Différents points sont concernés par cette actualisation : les outils diagnostiques (imagerie et biologie), le traitement antibiotique et la place des corticoïdes systémiques. Par ailleurs ces points sont abordés selon trois cadres particuliers : les patients relevant d’une prise en charge ambulatoire, ceux nécessitant une hospitalisation et les PAC graves nécessitant une prise en charge en secteur de soins critiques.

Diagnostique radiologique et suivi des PAC

La réalisation d’une imagerie est toujours recommandée pour confirmer le diagnostic de PAC. En médecine de ville, il est souhaitable de réaliser une radiographie du thorax dans un délai maximal de 3 jours. Sa normalité, lorsqu’elle est interprétée par un professionnel entraîné, doit conduire à réévaluer le diagnostic et à discuter l’arrêt de l’antibiothérapie.
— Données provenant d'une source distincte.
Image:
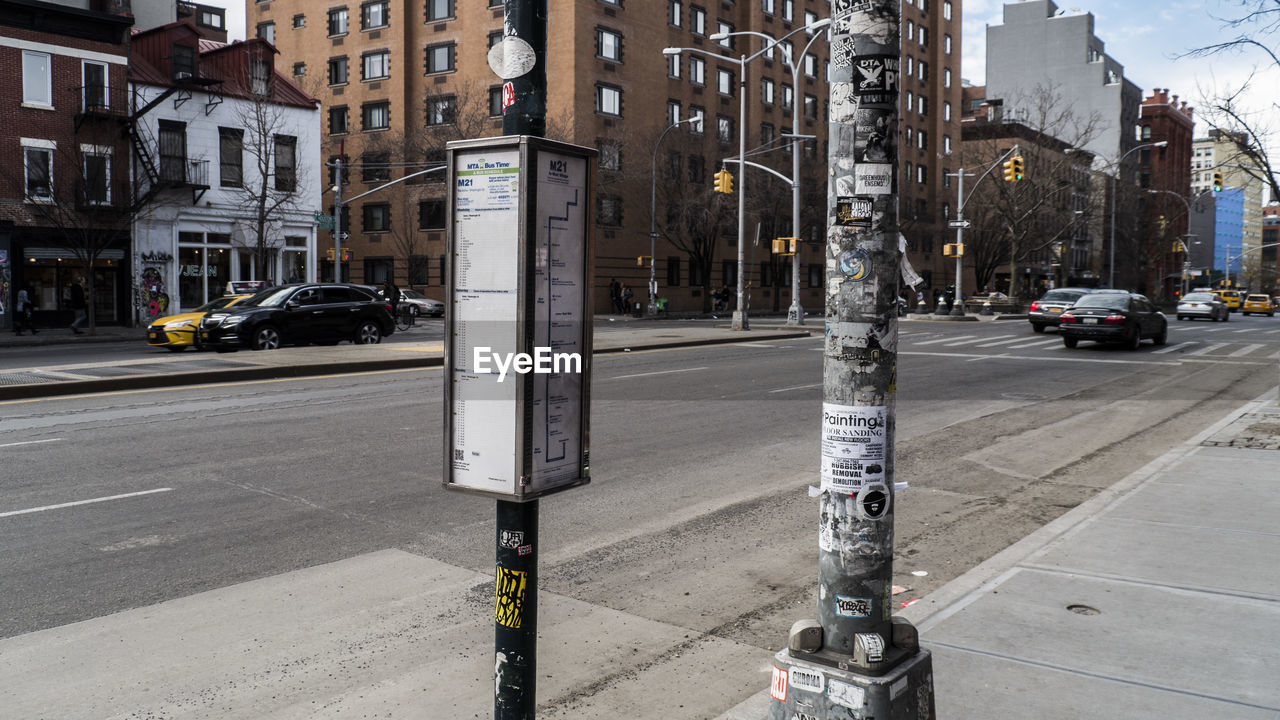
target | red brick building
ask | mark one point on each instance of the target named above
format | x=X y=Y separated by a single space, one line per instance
x=1165 y=173
x=64 y=158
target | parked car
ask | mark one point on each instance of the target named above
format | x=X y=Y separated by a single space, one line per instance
x=297 y=314
x=1202 y=305
x=1260 y=304
x=1128 y=318
x=1046 y=310
x=421 y=305
x=179 y=332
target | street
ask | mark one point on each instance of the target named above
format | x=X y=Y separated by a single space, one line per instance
x=696 y=518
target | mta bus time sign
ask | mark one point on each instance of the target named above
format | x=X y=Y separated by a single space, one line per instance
x=517 y=352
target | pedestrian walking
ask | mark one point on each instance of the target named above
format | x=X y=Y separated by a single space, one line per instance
x=23 y=311
x=78 y=305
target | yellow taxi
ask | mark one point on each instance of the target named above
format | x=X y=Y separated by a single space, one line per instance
x=1233 y=299
x=1260 y=304
x=178 y=332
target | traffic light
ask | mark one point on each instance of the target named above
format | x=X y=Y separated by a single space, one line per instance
x=723 y=182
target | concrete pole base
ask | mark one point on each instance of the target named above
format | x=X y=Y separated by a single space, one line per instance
x=814 y=689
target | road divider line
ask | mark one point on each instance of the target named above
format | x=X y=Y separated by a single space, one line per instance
x=656 y=373
x=78 y=502
x=31 y=442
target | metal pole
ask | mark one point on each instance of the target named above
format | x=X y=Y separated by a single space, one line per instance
x=795 y=313
x=740 y=322
x=855 y=660
x=516 y=533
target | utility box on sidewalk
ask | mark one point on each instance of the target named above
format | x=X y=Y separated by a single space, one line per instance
x=517 y=352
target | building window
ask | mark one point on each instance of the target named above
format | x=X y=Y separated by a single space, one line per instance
x=375 y=115
x=231 y=156
x=338 y=71
x=337 y=22
x=376 y=217
x=266 y=31
x=725 y=81
x=608 y=100
x=339 y=121
x=39 y=168
x=696 y=21
x=608 y=45
x=374 y=14
x=439 y=58
x=439 y=10
x=609 y=210
x=375 y=65
x=696 y=71
x=440 y=110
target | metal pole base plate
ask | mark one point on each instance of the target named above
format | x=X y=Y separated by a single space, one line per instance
x=809 y=691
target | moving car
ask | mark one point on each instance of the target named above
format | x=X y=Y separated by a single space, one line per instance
x=179 y=332
x=1260 y=304
x=1124 y=318
x=1202 y=305
x=297 y=314
x=1046 y=310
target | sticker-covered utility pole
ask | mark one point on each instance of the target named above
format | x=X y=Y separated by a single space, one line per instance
x=856 y=660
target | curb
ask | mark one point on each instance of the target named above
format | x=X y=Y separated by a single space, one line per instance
x=310 y=369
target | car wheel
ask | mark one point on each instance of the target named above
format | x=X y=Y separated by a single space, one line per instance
x=368 y=333
x=266 y=338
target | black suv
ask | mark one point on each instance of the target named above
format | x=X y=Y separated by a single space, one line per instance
x=320 y=313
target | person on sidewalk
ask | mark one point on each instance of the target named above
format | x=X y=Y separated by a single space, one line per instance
x=78 y=305
x=23 y=310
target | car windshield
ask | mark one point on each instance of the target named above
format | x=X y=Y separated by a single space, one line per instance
x=270 y=297
x=1061 y=296
x=1102 y=301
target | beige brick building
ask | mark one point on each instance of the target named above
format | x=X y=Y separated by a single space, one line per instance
x=398 y=80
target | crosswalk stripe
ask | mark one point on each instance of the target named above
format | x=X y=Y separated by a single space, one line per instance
x=1037 y=343
x=976 y=340
x=945 y=340
x=1173 y=347
x=1244 y=350
x=1208 y=349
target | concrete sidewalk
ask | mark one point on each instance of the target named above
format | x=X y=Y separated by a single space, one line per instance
x=1160 y=597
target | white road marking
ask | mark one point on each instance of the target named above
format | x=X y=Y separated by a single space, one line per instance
x=946 y=340
x=1037 y=343
x=1208 y=349
x=656 y=373
x=977 y=340
x=59 y=506
x=1173 y=347
x=31 y=442
x=1244 y=350
x=796 y=387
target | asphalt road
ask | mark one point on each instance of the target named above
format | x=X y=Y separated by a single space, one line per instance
x=698 y=513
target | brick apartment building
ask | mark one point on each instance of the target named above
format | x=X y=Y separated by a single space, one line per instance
x=1168 y=173
x=63 y=158
x=397 y=80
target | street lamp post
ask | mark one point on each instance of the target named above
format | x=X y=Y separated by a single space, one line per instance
x=653 y=217
x=795 y=313
x=740 y=320
x=1111 y=260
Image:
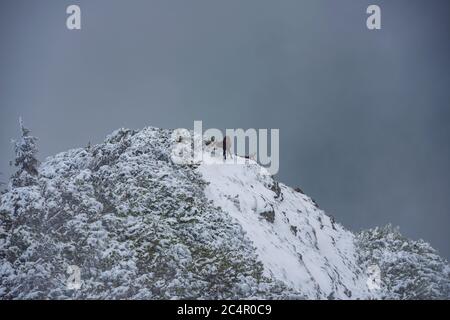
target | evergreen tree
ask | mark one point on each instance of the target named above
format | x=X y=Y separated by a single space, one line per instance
x=25 y=160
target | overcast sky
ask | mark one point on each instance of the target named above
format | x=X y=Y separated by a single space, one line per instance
x=364 y=116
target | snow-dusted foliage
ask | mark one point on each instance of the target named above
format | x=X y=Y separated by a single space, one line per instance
x=25 y=161
x=142 y=223
x=137 y=225
x=409 y=269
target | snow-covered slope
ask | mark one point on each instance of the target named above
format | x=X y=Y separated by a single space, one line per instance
x=140 y=225
x=296 y=242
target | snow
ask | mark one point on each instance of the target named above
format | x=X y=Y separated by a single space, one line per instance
x=318 y=260
x=144 y=220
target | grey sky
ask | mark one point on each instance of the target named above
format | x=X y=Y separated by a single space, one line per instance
x=364 y=116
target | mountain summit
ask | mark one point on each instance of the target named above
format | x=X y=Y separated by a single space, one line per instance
x=138 y=225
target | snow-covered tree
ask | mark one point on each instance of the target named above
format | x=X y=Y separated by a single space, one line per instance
x=25 y=160
x=409 y=269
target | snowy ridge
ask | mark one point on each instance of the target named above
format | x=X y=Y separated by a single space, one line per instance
x=302 y=247
x=140 y=225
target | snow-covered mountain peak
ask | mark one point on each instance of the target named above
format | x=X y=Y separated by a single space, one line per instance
x=140 y=225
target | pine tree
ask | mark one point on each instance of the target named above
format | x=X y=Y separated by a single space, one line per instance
x=25 y=160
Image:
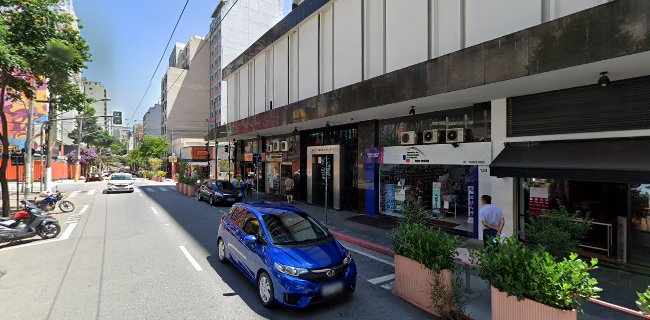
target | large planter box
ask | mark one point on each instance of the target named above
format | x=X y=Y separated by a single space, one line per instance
x=413 y=283
x=508 y=308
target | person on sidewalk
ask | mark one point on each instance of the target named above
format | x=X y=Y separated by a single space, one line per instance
x=492 y=219
x=288 y=186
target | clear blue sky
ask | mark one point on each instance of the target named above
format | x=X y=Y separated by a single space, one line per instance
x=126 y=39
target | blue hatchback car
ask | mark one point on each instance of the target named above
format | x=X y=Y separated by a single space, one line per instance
x=291 y=257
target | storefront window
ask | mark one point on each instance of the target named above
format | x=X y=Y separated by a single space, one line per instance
x=448 y=191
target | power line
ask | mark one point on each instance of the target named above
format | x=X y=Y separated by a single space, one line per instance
x=161 y=58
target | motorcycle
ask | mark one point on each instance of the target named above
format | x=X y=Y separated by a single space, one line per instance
x=36 y=223
x=49 y=203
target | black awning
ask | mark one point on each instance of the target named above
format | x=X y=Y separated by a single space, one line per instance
x=596 y=160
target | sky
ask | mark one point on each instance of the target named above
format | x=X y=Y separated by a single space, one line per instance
x=127 y=38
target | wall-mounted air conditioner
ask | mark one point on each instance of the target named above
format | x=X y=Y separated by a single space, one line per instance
x=409 y=137
x=431 y=136
x=455 y=135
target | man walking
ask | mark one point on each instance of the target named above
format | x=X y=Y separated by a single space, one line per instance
x=492 y=219
x=288 y=186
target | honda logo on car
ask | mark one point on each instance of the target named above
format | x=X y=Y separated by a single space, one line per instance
x=415 y=155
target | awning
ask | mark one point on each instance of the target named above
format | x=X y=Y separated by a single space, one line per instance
x=595 y=160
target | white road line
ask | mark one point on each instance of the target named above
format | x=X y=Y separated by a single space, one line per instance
x=371 y=256
x=382 y=279
x=66 y=234
x=189 y=257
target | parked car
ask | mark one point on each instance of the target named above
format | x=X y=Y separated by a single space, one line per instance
x=120 y=182
x=291 y=257
x=218 y=192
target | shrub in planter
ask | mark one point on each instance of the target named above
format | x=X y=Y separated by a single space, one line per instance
x=423 y=267
x=533 y=274
x=644 y=301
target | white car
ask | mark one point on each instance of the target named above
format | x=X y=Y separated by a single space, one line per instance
x=120 y=182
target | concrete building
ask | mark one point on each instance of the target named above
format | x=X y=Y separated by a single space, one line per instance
x=95 y=90
x=230 y=34
x=184 y=91
x=152 y=121
x=537 y=103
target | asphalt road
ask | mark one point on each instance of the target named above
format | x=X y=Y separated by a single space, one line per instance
x=151 y=254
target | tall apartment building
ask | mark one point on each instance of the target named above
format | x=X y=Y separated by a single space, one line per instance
x=96 y=91
x=230 y=34
x=539 y=104
x=184 y=90
x=152 y=121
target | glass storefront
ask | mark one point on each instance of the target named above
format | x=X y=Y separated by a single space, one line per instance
x=619 y=212
x=448 y=191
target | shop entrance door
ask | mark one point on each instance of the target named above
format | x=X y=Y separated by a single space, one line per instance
x=318 y=181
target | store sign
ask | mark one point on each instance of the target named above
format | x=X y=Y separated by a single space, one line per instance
x=470 y=154
x=373 y=155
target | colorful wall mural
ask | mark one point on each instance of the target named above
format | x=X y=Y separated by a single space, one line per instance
x=17 y=111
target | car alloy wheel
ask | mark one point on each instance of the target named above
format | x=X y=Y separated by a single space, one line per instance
x=265 y=289
x=222 y=251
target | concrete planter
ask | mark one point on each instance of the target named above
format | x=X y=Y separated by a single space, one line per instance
x=508 y=308
x=413 y=283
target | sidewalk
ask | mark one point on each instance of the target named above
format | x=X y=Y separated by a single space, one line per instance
x=370 y=232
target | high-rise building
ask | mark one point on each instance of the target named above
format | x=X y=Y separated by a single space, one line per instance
x=96 y=91
x=152 y=121
x=235 y=25
x=184 y=90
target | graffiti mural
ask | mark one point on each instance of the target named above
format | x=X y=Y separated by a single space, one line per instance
x=17 y=115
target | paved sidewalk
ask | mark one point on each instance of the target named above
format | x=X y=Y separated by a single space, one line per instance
x=619 y=286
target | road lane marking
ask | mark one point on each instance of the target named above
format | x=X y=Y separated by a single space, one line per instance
x=66 y=234
x=189 y=257
x=385 y=278
x=371 y=256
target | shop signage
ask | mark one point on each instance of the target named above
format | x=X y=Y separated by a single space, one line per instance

L’échographie pleuropulmonaire, si elle est réalisée par un praticien préalablement formé, peut être proposée en alternative à la radiographie du thorax, en particulier en soins primaires ou lorsqu’il est difficile d’obtenir une radiographie du thorax de bonne qualité (patient présentant une insuffisance respiratoire aigüe).

Les indications diagnostiques du scanner thoracique sont limitées aux PAC prises en charge en milieu hospitalier pour lesquelles il persiste un doute diagnostique à l’issue de l’évaluation initiale reposant sur la combinaison des signes cliniques et des résultats de la radiographie du thorax ou de l’échographie pleuropulmonaire. Par ailleurs, la réalisation d’un scanner thoracique est justifiée en cas d’évolution défavorable malgré un traitement bien conduit, ou pour dépister un cancer bronchopulmonaire sous-jacent en cas de facteur de risque (âge > 50 ans associé à un tabagisme). Dans ce dernier cas, un délai d’au moins 2 mois est recommandé afin de limiter le risque de faux positifs. 

L’apport de la biologie

En ambulatoire ou chez les patients hospitalisés, le dosage de la CRP ou celui de la procalcitonine ne sont pas recommandés de manière systématique pour  le diagnostic de PAC ou pour le suivi, leur bénéfice n’étant pas démontré.

La recherche d’une documentation microbiologique est limitée aux patients nécessitant une hospitalisation. Dans ce cadre, la réalisation d’un examen cytobactériologique des crachats doit être envisagée chez le patient expectorant avec la présence de sécrétions purulentes (s’il est possible d’obtenir un prélèvement de bonne qualité avec un acheminement rapide au laboratoire), ou en cas de non réponse au traitement antibiotique de première ligne. Chez le patient présentant une PAC grave, la réalisation d’examens cytobactériologiques sur des prélèvements respiratoires profonds est à privilégier. La réalisation d’une antigénurie Legionnella est recommandée en cas de PAC grave ou de présentation clinico-biologique évocatrice.

Selon le contexte épidémique, des tests de biologie moléculaire peuvent être proposés aux patients hospitalisés pour une recherche de virus Influenza A/B, VRS et SARS-CoV-2. Ce panel peut être élargi en fonction de la gravité de la PAC.